What Is A Cardioversion?
An electrical cardioversion for atrial fibrillation is used to “reset” the patient’s heart to a normal rhythm. An electrical shock is transmitted to the patient via patches or paddles on the outside of the chest. The patient is typically under a mild anesthesia and in a relaxed state for the procedure. Cardioversion procedures are found to be successful in many arrhythmia cases.
What Is Atrial Fibrillation?
Atrial Fibrillation is an abnormal heart rhythm that can cause shortness of breath, fainting, chest pain and heart palpitations. Commonly referred to as AF or A Fib, patient with this condition have a higher risk of stroke, heart failure, dementia, and even possible death.
Why Should I Have A Cardioversion?
Patients go through an electrical conversion procedure in order to treat arrhythmias. Atrial tachycardia, atrial flutter, and ventricular tachycardia cardioversion are found more successful when performed with the first episode of an atrial fibrillation, or if the patient is younger in age. Patients who have atrial fibrillation for under a year are also successful.
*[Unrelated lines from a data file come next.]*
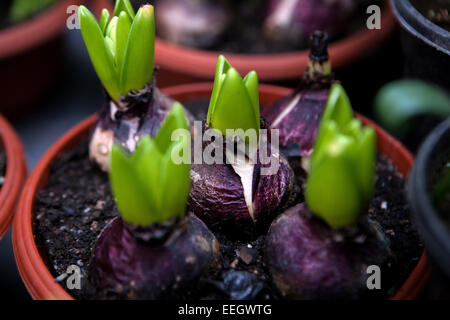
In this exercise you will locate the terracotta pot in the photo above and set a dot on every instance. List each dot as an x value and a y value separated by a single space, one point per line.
30 57
15 175
34 272
182 64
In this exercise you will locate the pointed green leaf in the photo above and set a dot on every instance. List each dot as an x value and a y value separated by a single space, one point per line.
122 32
148 169
366 157
98 52
332 190
175 181
129 196
338 107
251 83
137 69
222 68
104 20
176 119
330 131
124 5
234 109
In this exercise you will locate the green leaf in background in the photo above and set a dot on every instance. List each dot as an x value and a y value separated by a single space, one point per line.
23 9
399 102
341 179
234 101
150 186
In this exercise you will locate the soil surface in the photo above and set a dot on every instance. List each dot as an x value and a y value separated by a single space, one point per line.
2 166
76 204
246 28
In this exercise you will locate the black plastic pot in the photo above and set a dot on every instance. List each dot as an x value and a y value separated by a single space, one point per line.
435 228
426 45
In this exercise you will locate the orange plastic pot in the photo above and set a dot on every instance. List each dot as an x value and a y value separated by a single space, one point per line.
179 64
15 175
34 272
30 57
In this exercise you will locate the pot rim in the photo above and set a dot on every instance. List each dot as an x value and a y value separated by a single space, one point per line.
418 25
38 279
419 196
31 33
289 65
15 175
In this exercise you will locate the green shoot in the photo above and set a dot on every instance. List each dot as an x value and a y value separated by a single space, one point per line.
151 185
342 173
121 48
234 101
398 104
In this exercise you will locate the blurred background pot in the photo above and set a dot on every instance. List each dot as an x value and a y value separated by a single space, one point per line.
33 270
180 64
15 174
425 44
30 57
433 164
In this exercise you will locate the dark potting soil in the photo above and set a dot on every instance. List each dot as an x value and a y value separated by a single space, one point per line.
246 28
2 166
437 11
76 204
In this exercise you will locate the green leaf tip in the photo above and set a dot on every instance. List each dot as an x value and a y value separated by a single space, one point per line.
234 101
343 163
398 104
152 185
121 48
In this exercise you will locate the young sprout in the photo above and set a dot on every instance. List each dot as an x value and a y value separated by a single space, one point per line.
121 48
297 115
342 169
233 96
149 186
237 194
338 190
154 247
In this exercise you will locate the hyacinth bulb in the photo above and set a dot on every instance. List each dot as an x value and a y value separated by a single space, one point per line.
234 194
154 248
309 260
194 23
292 21
330 233
121 48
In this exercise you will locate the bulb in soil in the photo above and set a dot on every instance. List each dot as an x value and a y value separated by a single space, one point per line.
292 21
297 116
192 22
236 197
155 262
310 260
126 121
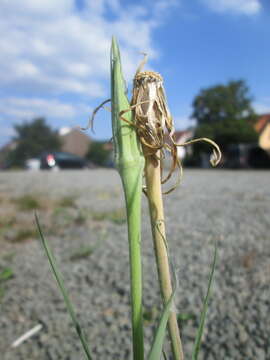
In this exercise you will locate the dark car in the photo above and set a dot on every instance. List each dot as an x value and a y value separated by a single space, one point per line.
61 160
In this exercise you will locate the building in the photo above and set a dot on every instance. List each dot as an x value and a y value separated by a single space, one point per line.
74 141
262 126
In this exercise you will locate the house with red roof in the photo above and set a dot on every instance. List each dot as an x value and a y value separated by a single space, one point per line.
262 127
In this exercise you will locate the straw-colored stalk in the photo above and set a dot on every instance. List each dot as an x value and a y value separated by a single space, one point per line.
152 120
153 184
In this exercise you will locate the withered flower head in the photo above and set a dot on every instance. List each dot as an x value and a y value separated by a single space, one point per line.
152 115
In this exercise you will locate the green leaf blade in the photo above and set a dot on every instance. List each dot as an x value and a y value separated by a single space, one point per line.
63 290
199 334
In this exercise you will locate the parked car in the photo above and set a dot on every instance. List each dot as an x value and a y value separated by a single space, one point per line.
61 160
243 156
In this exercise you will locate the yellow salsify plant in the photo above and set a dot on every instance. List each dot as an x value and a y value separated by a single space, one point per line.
155 130
152 121
140 141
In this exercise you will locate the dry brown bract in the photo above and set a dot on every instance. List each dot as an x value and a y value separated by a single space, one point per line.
154 123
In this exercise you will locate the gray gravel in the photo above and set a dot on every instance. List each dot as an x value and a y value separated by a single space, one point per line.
231 207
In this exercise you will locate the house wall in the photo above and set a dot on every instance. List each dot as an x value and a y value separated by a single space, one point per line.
75 142
264 139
Are Any Tests Performed Prior To A Cardioversion?
Whether you are in our Nassau County office or one of our Suffolk County offices, your physician may want to run some electrophysiologic tests before a cardioversion is performed, in order to get a precise reason why your heart is beating irregularly. The tests study the electrical flow into the heart, and how the heart is pumping blood to the rest of your body, making sure there are no abnormalities as well. When the results are processed by the doctor and it is known where the arrhythmia is coming from, you will get a treatment plan for your abnormal heartbeat.
Is A Cardioversion Safe?
Although the complications from an electrical cardioversion are sparse, your doctor can further help reduce these risks. Patients sometimes have blood clots in their hearts that can be dislodged due to the cardioversion. These blood clots can cause life threatening complications, such as a stroke. Some patients will be prescribed a blood thinner a month before cardioversion to reduce such complications. However, some people will still take the blood thinner after the cardioversion to prevent blood clots from forming in the first place, thus eliminating complications from further developing.
Is There Only One Type Of Cardioversion?
There are several types of cardioversion used to treat cardiac arrhythmias. One, a pharmacologic cardioversion (also known as a chemical cardioversion), uses anti-arrythmia medicine instead of electricity to treat arrhythmia. Then there is the synchronized electrical cardioversion, a form of cardioversion where the electric current transmitted to the heart is in a therapeutic dose at a specific time in the cardiac cycle. When resuscitating a patient in cardiac arrest, the defibrillation is quite successful for patients related pulseless ventricular tachycardia and ventricular fibrillation.